T&E is arguably the easiest path for employees to take cash out of a company. While controls are in place based on the controls of corporate credit card programs and expense management systems supplemented by management approvals, the reality is that T&E systems are meant to be flexible to the needs of employees and efficient in the reimbursement process. Most organizations place a heavy reliance on management approval to control expenses and ensure compliance with corporate policy. Many supplement this control with manual audit and review efforts that review anywhere from 10% of an organization’s expense reports to 100%. This is a costly and inefficient approach since over 95% of the work is effectively false positives since reviewers are looking at compliant transactions in their quest to uncover non-compliant transactions.

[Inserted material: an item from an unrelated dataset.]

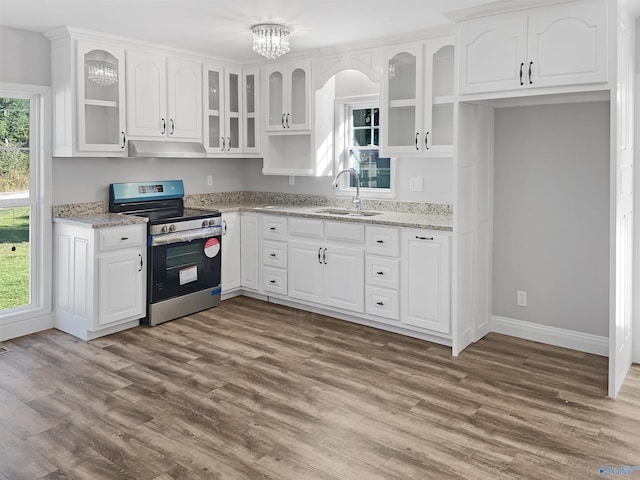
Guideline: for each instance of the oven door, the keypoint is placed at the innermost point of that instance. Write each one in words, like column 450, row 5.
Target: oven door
column 184, row 262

All organizations have policies covering T&E and most also have at least de facto values-based reviews by approving managers. From an anti-bribery and corruption compliance perspective, the only difference is whether to add an additional compliance layer of pre-approval beyond limits or concentrate efforts around training and monitoring of values-based management. In either case it makes sense to inspect what you expect.
Rules are the basis of every corporate T&E program and travelers are accustomed to them. Preferred lodging and car rental providers are embedded into the rules as are regulations regarding the class of airline service, receipt limits, corporate credit card policies, etc. Our customers find that policy violations go down as much as 70% in the first six months of monitoring and analysis at the transaction level. Much of this gain is due to the “Hawthorne Effect”. People behave differently when they know they are being observed. But there is also an impact from company follow up on violations that were not identified by the approving manager. Misclassifications like the Coach handbag that is expensed as a train ticket, the same dinner expensed in two different reporting periods, and the weekly grocery shopping trips on Sundays are easier to identify and address.

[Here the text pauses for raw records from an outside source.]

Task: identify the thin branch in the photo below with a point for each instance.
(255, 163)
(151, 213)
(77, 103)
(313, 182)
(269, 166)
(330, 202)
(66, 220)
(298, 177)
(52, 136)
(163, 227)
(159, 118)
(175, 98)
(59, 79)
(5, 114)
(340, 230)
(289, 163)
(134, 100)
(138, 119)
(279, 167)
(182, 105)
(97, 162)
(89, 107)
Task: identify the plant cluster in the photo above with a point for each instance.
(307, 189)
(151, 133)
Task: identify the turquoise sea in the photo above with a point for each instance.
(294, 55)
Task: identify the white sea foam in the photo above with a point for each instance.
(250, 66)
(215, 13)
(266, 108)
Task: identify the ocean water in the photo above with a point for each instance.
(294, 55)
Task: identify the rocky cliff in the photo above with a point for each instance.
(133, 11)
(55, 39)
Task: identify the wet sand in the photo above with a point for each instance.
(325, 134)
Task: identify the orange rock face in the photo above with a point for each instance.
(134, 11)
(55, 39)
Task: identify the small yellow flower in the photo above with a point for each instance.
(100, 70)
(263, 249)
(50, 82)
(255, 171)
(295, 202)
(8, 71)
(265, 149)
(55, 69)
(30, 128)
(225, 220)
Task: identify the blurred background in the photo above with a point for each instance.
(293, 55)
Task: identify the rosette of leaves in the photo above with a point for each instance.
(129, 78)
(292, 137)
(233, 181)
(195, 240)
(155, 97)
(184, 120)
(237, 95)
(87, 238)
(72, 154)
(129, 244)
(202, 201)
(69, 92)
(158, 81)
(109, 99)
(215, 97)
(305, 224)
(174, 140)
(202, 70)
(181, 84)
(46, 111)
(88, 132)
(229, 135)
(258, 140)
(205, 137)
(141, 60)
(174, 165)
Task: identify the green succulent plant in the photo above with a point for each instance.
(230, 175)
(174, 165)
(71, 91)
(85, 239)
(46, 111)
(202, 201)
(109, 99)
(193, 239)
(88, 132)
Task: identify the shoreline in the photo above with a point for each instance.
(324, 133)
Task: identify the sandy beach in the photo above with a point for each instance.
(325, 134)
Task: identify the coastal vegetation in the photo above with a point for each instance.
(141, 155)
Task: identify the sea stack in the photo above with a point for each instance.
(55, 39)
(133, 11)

Rules-based approaches to compliance have a tendency to become self-fulfilling prophecies. The Chief Compliance Officer (CCO) of a global oil field services company recently shared with me a failed rules-based approach his company implemented a few years ago. This company had suffered from the use of agents and facilitators in high-risk countries. To address this issue, the Chief Financial Officer (CFO) required that all new vendors categorized as “agents” or “facilitators” would need to be approved by the CFO. Not surprisingly, there were no new vendors categorized as “agents” or “facilitators”. The CCO was confident that the root cause had not been addressed since enterprising employees would choose a different vendor type. Similarly in T&E, requirements for pre-approvals will largely result in transactions falling below the threshold for pre-approval. The purchase of 12 World Cup tickets will be split into three purchases of four tickets apiece. The condominium rental in Sao Paulo for World Cup attendees will be split into multiple transactions and classified as “lodging”. And out-of-pocket expense claims will increase in order to generate cash to provide to World Cup guests. Automated monitoring and analysis will identify these circumventions of policy. Pre-approval policies may not.

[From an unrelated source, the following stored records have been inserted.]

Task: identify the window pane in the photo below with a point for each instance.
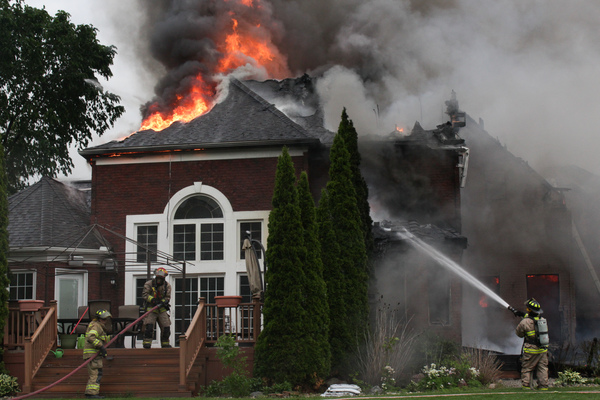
(439, 296)
(184, 242)
(215, 288)
(199, 207)
(255, 229)
(147, 237)
(21, 286)
(211, 245)
(191, 304)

Tom wrote two additional blogs on this topic, “Gifts, Travel and Entertainment under the FCPA – Part II” and “Gifts, Travel and Entertainment under the FCPA – Part III”. These blogs include guidance and examples. This additional information is instructive and useful, but I think it’s most useful when a company can benchmark the theory of its policies against the realities of its transactions and then compare the results to guidance. Automated monitoring and analysis solutions provide this benchmarking of theory and reality like nothing else can. Knowing what is expected is one thing. Knowing what has actually happened is another. That’s why our mantra at Oversight is, “Inspect what you expect.”
Solutions like these have impacts on anti-bribery and corruption programs, compliance programs, and day-to-day operations of T&E programs. The same analysis can be consumed by resources viewing the results through different lenses. The key is that everyone is looking at the juiciest, most interesting transactions. And the costs to perform this review are small, particularly when compared to the consequences of non-compliant behavior. Why aren’t all companies doing this?